Это подводит к вопросу, который усугубил путаницу в критических оценках творчества Гиллиама, — вопросу о жанре. Если в «Монти Пайтоне и Священном Граале» и «Житии Брайана по Монти Пайтону» можно с легкостью обнаружить неожиданный, при всем его непостоянстве, интерес к исторической достоверности (в них определенно больше от Бергмана, чем от «Так держать»[3]
), то к какому жанру принадлежат самые личные и наиболее страстные фильмы Гиллиама? Населенные подельниками из «Монти Пайтона» и «настоящими» актерами, «Бандиты времени», «Бразилия» и «Мюнхгаузен» сочетают в себе элементы студенческого капустника с обращением к мифопоэтическому, которое в другой ситуации воспринималось бы совершенно серьезно. Однако серьезность тона присутствует здесь редко: эти фильмы грязны, сюрреалистичны, символичны и зачастую глупы. Но во вселенной Гиллиама глупость не является уничижительной характеристикой: она отсылает к традиции шуточной бессмыслицы, идущей от Диснея, Кэрролла, Гофмана и, собственно говоря, Шекспира.Равным образом его более поздние фильмы — «Король-рыбак», «Двенадцать обезьян», «Страх и ненависть в Лас-Вегасе», при всей их кажущейся укорененности в узнаваемом современном мире, порой закладывают опасный вираж и устремляются в сторону сверхъестественного или фантастического. Но стоит ли воспринимать это как неспособность Гиллиама найти для фильма единое художественное решение, как неспособность устоять перед соблазнами излишества и карикатуры? Или эти творения принадлежат специфически гиллиамовскому миру — в том же смысле, в каком мы говорим о «кэрролловском» мире или «кафкианской» реальности? К миру, замешанному на абсурде и трагедии, в котором мечтателям типа Сэма Лоури[4]

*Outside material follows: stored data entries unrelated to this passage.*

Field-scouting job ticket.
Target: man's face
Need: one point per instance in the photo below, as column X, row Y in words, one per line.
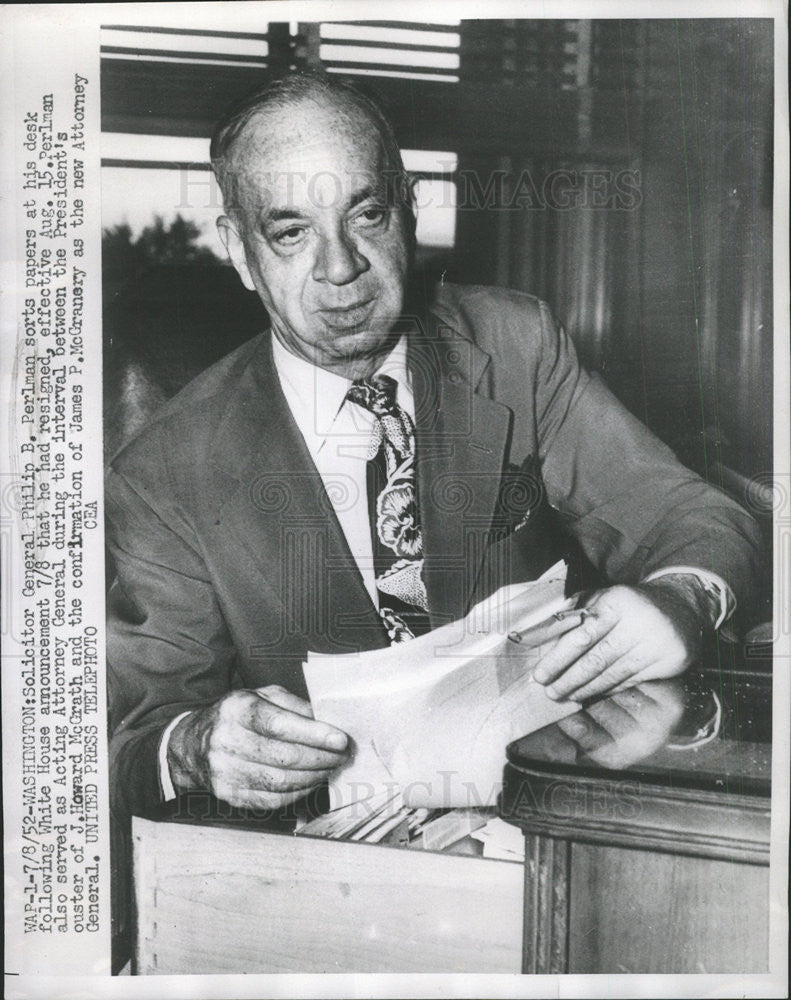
column 316, row 235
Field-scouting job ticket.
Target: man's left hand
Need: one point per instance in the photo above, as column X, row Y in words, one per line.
column 647, row 632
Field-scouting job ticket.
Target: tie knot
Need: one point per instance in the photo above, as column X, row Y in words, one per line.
column 377, row 394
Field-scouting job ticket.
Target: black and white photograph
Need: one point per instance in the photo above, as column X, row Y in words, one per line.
column 396, row 511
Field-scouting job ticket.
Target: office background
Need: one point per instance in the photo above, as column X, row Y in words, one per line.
column 619, row 169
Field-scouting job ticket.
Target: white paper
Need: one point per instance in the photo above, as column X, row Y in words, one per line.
column 432, row 716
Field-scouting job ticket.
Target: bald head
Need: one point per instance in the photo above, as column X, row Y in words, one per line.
column 319, row 219
column 289, row 110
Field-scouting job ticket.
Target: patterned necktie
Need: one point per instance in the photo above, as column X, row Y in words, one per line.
column 392, row 501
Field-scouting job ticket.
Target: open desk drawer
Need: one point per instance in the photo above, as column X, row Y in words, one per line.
column 214, row 899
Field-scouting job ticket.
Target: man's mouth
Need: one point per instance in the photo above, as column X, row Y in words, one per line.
column 347, row 317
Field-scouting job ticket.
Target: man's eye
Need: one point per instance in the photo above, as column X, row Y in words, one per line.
column 370, row 217
column 287, row 237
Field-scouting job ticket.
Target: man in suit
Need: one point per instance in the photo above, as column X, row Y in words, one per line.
column 239, row 519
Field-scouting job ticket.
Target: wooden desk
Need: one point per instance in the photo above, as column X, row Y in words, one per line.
column 643, row 854
column 644, row 851
column 216, row 899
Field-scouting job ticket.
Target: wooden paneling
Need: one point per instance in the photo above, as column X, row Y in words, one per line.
column 213, row 900
column 637, row 911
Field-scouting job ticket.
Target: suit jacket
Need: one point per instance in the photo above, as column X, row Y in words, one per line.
column 231, row 563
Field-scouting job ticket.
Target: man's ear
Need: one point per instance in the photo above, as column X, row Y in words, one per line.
column 234, row 247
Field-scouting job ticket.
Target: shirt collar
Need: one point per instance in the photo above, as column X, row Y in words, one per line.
column 316, row 396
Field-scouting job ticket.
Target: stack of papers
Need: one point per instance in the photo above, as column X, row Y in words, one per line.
column 429, row 719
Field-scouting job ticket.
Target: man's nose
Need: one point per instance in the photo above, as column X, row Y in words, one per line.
column 339, row 260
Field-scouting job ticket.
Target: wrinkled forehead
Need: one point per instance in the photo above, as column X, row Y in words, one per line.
column 308, row 156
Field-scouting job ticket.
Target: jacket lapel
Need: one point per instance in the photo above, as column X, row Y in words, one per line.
column 461, row 439
column 281, row 515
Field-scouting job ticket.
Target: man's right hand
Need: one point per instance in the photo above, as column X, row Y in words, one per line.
column 258, row 749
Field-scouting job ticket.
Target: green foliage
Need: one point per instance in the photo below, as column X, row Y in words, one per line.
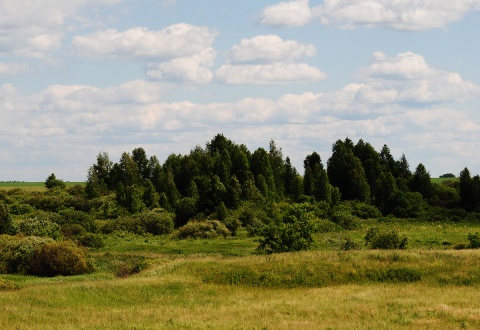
column 184, row 211
column 155, row 222
column 202, row 229
column 474, row 240
column 71, row 216
column 5, row 219
column 292, row 233
column 377, row 238
column 346, row 172
column 90, row 240
column 38, row 224
column 394, row 274
column 17, row 252
column 52, row 182
column 59, row 258
column 344, row 218
column 130, row 266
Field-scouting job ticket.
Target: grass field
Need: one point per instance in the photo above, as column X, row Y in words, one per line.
column 255, row 292
column 31, row 186
column 226, row 284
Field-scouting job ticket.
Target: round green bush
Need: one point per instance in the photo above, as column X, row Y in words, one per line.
column 59, row 258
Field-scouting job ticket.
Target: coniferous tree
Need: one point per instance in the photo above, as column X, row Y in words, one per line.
column 346, row 172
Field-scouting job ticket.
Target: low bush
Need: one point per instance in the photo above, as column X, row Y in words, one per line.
column 37, row 224
column 6, row 285
column 345, row 220
column 202, row 229
column 155, row 222
column 59, row 258
column 474, row 240
column 91, row 240
column 16, row 252
column 377, row 238
column 292, row 233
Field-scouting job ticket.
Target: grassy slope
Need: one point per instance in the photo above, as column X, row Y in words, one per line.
column 31, row 186
column 179, row 293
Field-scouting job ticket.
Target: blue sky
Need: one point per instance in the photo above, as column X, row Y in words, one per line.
column 81, row 77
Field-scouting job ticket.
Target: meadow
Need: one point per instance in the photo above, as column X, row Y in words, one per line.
column 225, row 284
column 160, row 282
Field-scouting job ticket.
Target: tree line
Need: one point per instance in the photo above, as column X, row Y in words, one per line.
column 223, row 174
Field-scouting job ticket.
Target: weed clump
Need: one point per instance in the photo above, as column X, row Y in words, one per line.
column 59, row 258
column 377, row 238
column 202, row 229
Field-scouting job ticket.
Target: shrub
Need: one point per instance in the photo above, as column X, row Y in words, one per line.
column 59, row 258
column 202, row 229
column 91, row 240
column 156, row 222
column 345, row 220
column 6, row 285
column 130, row 266
column 378, row 238
column 343, row 243
column 71, row 216
column 5, row 219
column 365, row 211
column 292, row 233
column 474, row 240
column 16, row 252
column 32, row 225
column 20, row 209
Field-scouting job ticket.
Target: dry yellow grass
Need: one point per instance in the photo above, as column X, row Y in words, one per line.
column 169, row 296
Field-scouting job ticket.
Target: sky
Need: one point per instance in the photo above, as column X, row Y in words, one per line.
column 81, row 77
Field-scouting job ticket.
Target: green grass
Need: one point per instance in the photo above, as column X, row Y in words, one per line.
column 226, row 284
column 308, row 290
column 441, row 180
column 31, row 186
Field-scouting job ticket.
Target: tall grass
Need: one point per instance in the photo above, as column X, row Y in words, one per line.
column 185, row 293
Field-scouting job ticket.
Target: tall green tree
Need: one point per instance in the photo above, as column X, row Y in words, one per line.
column 421, row 182
column 346, row 172
column 315, row 179
column 5, row 219
column 278, row 167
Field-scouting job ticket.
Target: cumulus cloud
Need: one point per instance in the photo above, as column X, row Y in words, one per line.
column 70, row 124
column 278, row 73
column 9, row 68
column 193, row 69
column 269, row 48
column 290, row 13
column 36, row 28
column 395, row 14
column 180, row 53
column 178, row 40
column 268, row 59
column 409, row 15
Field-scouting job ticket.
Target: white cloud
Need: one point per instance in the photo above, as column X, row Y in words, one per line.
column 268, row 59
column 269, row 48
column 409, row 15
column 180, row 53
column 36, row 28
column 193, row 69
column 277, row 73
column 178, row 40
column 289, row 13
column 70, row 124
column 395, row 14
column 9, row 68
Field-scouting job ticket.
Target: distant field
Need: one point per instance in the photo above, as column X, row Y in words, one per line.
column 31, row 186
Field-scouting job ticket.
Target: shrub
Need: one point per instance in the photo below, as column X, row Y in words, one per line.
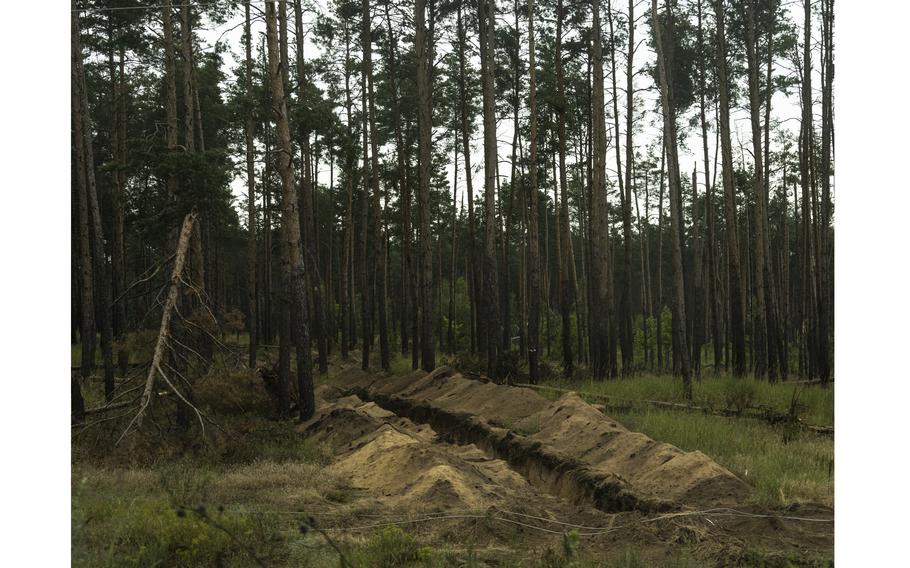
column 739, row 394
column 390, row 547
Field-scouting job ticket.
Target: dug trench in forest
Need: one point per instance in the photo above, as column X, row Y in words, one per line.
column 444, row 453
column 565, row 447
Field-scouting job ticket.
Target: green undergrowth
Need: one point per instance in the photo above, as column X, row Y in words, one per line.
column 814, row 404
column 800, row 469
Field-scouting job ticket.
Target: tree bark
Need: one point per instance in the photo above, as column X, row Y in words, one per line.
column 670, row 139
column 601, row 278
column 534, row 214
column 85, row 159
column 425, row 126
column 737, row 277
column 248, row 130
column 491, row 324
column 291, row 221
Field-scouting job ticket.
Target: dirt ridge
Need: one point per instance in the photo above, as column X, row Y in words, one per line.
column 608, row 466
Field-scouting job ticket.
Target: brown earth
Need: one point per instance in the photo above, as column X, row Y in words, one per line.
column 460, row 460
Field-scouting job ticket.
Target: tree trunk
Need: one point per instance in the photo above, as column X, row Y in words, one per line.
column 424, row 123
column 491, row 324
column 670, row 139
column 252, row 320
column 534, row 214
column 291, row 221
column 85, row 160
column 601, row 277
column 736, row 273
column 473, row 286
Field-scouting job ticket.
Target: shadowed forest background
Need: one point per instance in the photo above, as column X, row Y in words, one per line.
column 630, row 200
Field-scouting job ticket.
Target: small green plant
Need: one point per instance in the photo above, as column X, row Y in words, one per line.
column 739, row 394
column 566, row 556
column 390, row 547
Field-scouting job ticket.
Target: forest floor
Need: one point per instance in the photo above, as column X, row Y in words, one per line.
column 410, row 469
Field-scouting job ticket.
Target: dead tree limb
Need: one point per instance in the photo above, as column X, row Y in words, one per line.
column 164, row 330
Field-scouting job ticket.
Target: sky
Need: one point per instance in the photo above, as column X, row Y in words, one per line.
column 785, row 108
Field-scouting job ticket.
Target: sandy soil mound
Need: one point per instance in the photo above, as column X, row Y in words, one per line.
column 567, row 447
column 405, row 464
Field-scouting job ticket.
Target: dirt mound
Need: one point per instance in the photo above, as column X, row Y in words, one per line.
column 567, row 447
column 577, row 430
column 404, row 463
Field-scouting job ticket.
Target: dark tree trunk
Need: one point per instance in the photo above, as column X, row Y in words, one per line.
column 291, row 220
column 670, row 139
column 424, row 113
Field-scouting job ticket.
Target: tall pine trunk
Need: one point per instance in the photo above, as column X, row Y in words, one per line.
column 291, row 221
column 424, row 124
column 670, row 139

или барона Мюнхгаузена приходится искать убежища в фантазиях; к миру, в котором героям, как и богам, свойственно ошибаться и в котором они ближе к нам, чем принято думать; к миру, в котором смерть, кружащую над своей жертвой, как ведьма-стервятник в «Мюнхгаузене», может удержать на расстоянии лишь сочетание изобретательности и простодушия.Гиллиама, по обыкновению, помещают в категорию карикатуристов, обратившихся к живому кинопроизводству, — распространенная в ранней истории кинематографа эволюция, породившая Эйзенштейна и Феллини. Однако, притом что профессионализм Гиллиама-графика не подлежит сомнению и без него невозможно создание сложных и оригинальных (а также весьма экономных) визуальных миров, не лишним будет напомнить, что эти фильмы несводимы к карикатуре. Скорее, их визуальная ткань представляет собой нечто живое и динамичное, столь же для него важное, как персонажи или повествование; возможно, именно эта особенность идет вразрез с ожиданиями многих литературоцентричных критиков.
Эта традиция более древняя и принадлежит выдумщикам, создателям сказочных миров, особенно таких, где естественное и сверхъестественное соприкасаются. Когда Гиллиам указывает, что характерные сатирические детали в «Бармаглоте» имеют своим источником картину Босха, а название фильма и действующее в нем чудовище — произведение Льюиса Кэрролла, он замыкает дугу фантастического, одним концом укорененную в средневековых предрассудках, а другим — в английской традиции бессмыслицы. И он делает это осознанно. Что толку констатировать, что Гиллиам не вписывается в идеалы мейнстрима (назовем его современной реалистической мелодрамой)? Почему бы прямо не отнести его к той именно категории, к которой он, со всей очевидностью, принадлежит? Именно такую попытку предпринимает медиевист Том Шиппи в своем проницательном истолковании:
Необычность фильма «Король-рыбак» в том, что он показывает (и, как мне кажется, весьма удачно): мифы и небылицы воздействуют и на людей, ничего об этих мифах не знающих, поскольку, даже будучи неправдой, они отвечают нашей глубокой потребности. Исключив их из рациона современного воображения, мы рискуем получить душевную цингу, от которой не вылечат никакие телевизионные шоу и комические программы.